Genetic manipulation of miR156 for improvement of biomass production and forage quality in red clover

Authors: ZHENG, Q - University Of Kentucky; LIU, J - University Of Kentucky; GOFF, B - University Of Kentucky; Dinkins, Randy; ZHU, H - University Of Kentucky

Submitted to: Crop Science
Publication Type: Peer Reviewed Journal
Publication Acceptance Date: 12/22/2015
Publication Date: 4/29/2016
Citation: Zheng, Q., Liu, J., Goff, B.M., Dinkins, R.D., Zhu, H. 2016. Genetic manipulation of miR156 for improvement of biomass production and forage quality in red clover. Crop Science. 56:1199-1205.
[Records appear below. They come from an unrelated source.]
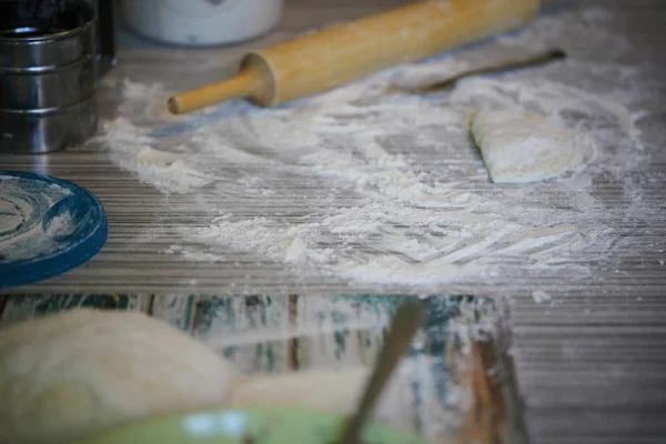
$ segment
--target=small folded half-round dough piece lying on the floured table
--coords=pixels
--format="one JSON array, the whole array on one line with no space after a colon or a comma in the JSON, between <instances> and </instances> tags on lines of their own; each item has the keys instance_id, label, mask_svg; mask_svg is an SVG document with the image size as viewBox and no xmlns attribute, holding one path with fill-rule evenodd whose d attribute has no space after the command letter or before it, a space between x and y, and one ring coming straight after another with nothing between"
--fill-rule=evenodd
<instances>
[{"instance_id":1,"label":"small folded half-round dough piece lying on the floured table","mask_svg":"<svg viewBox=\"0 0 666 444\"><path fill-rule=\"evenodd\" d=\"M480 112L472 135L495 183L558 176L579 165L589 148L573 131L539 114L515 110Z\"/></svg>"}]
</instances>

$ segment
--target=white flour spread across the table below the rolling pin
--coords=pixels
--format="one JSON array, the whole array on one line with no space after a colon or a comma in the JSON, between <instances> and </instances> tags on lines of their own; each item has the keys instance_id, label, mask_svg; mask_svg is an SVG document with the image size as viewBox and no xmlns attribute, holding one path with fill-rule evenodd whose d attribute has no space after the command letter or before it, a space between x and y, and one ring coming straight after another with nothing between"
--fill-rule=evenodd
<instances>
[{"instance_id":1,"label":"white flour spread across the table below the rolling pin","mask_svg":"<svg viewBox=\"0 0 666 444\"><path fill-rule=\"evenodd\" d=\"M185 260L215 262L242 251L301 274L425 289L507 268L583 278L588 270L571 258L604 251L613 239L606 222L615 213L588 193L594 174L620 178L643 159L639 115L627 109L639 100L635 70L565 61L468 79L450 94L386 93L392 83L524 56L564 34L596 39L585 23L605 20L603 11L573 14L542 19L500 46L402 67L276 110L233 102L167 117L170 91L125 81L121 115L139 119L107 122L103 141L141 181L190 196L171 202L171 211L210 214L206 226L181 226L182 244L165 251ZM605 97L572 85L608 72L627 85L618 81ZM468 138L468 118L481 109L538 113L578 132L596 159L558 180L493 185Z\"/></svg>"}]
</instances>

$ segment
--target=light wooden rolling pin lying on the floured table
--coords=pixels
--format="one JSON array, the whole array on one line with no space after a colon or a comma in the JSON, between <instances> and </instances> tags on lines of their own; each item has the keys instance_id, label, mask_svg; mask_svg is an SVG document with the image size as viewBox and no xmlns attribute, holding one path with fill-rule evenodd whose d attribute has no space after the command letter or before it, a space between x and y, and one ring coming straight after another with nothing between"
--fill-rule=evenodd
<instances>
[{"instance_id":1,"label":"light wooden rolling pin lying on the floured table","mask_svg":"<svg viewBox=\"0 0 666 444\"><path fill-rule=\"evenodd\" d=\"M230 79L169 99L174 114L229 99L274 107L527 24L539 0L427 0L249 53Z\"/></svg>"}]
</instances>

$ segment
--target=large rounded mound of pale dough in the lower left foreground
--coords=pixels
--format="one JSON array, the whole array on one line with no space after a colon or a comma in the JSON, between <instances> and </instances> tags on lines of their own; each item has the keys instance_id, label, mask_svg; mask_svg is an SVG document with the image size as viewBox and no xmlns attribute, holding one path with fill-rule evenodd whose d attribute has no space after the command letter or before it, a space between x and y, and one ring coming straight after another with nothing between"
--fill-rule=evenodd
<instances>
[{"instance_id":1,"label":"large rounded mound of pale dough in the lower left foreground","mask_svg":"<svg viewBox=\"0 0 666 444\"><path fill-rule=\"evenodd\" d=\"M0 442L69 444L153 415L224 405L231 364L142 313L75 310L0 330Z\"/></svg>"}]
</instances>

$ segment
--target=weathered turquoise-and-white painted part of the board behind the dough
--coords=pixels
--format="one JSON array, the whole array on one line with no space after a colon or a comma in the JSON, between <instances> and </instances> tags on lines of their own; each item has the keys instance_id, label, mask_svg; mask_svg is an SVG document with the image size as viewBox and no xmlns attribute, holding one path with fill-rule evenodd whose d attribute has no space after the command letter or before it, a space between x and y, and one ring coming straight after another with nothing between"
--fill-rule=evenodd
<instances>
[{"instance_id":1,"label":"weathered turquoise-and-white painted part of the board behind the dough","mask_svg":"<svg viewBox=\"0 0 666 444\"><path fill-rule=\"evenodd\" d=\"M392 314L406 297L10 296L0 325L82 306L144 310L205 343L244 374L283 375L372 365ZM491 300L432 297L423 327L394 376L400 387L395 411L384 420L434 442L454 441L465 416L455 396L450 362L452 345L456 345L452 341L464 332L455 325L481 326L493 319L497 313ZM458 329L456 334L454 329Z\"/></svg>"}]
</instances>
Interpretive Summary: Red clover (Trifolium pratense) is an important forage legume in the United States. Improving forage quality and biomass yield is an important goal of clover breeding programs. Plant development, particularly the transition from vegetative to flowering, is an important factor affecting biomass and forage quality. Thus, genetic manipulation of genes that regulate the transition from the vegetative to flowering can be an efficient strategy for genetic improvement of red clover. One such gene is miR156, a microRNA gene, that serves as a master regulator of the transition from vegetative growth to floweirng in plants. We report here the development of transgenic red clover plants overexpressing two tandem miR156s originally derived from the maize Corngrass1. The transgenic plants displayed striking phenotypic changes compared to the wild-type plants, including delayed flowering, increased vegetative branching, enhanced forage yield, and improved forage quality. These results suggest that manipulating miR156 or its target genes is a potential tool for genetic improvement of forage legumes.

Technical Abstract: Red clover (Trifolium pratense) is an important forage legume in the United States. Improving forage quality and biomass yield is an important goal of forage breeding programs. Plant development, particularly the transition from vegetative to reproductive growth, is an important factor affecting biomass accumulation and forage quality. Thus, genetic manipulation of genes that regulate the transition from the vegetative to reproductive phase can be an efficient strategy for genetic improvement of red clover. One such gene is miR156, a microRNA gene that serves as a master regulator of vegetative phase change in land plants. We report here the development of transgenic red clover plants overexpressing the maize Corngrass1 gene encoding two tandem miR156s. The transgenic plants displayed striking phenotypic changes compared to the wild-type plants, including increased vegetative branching, delayed flowering, enhanced forage yield, and improved forage quality. These results suggest that manipulating miR156 or its target genes is a potential tool for genetic improvement of forage legumes.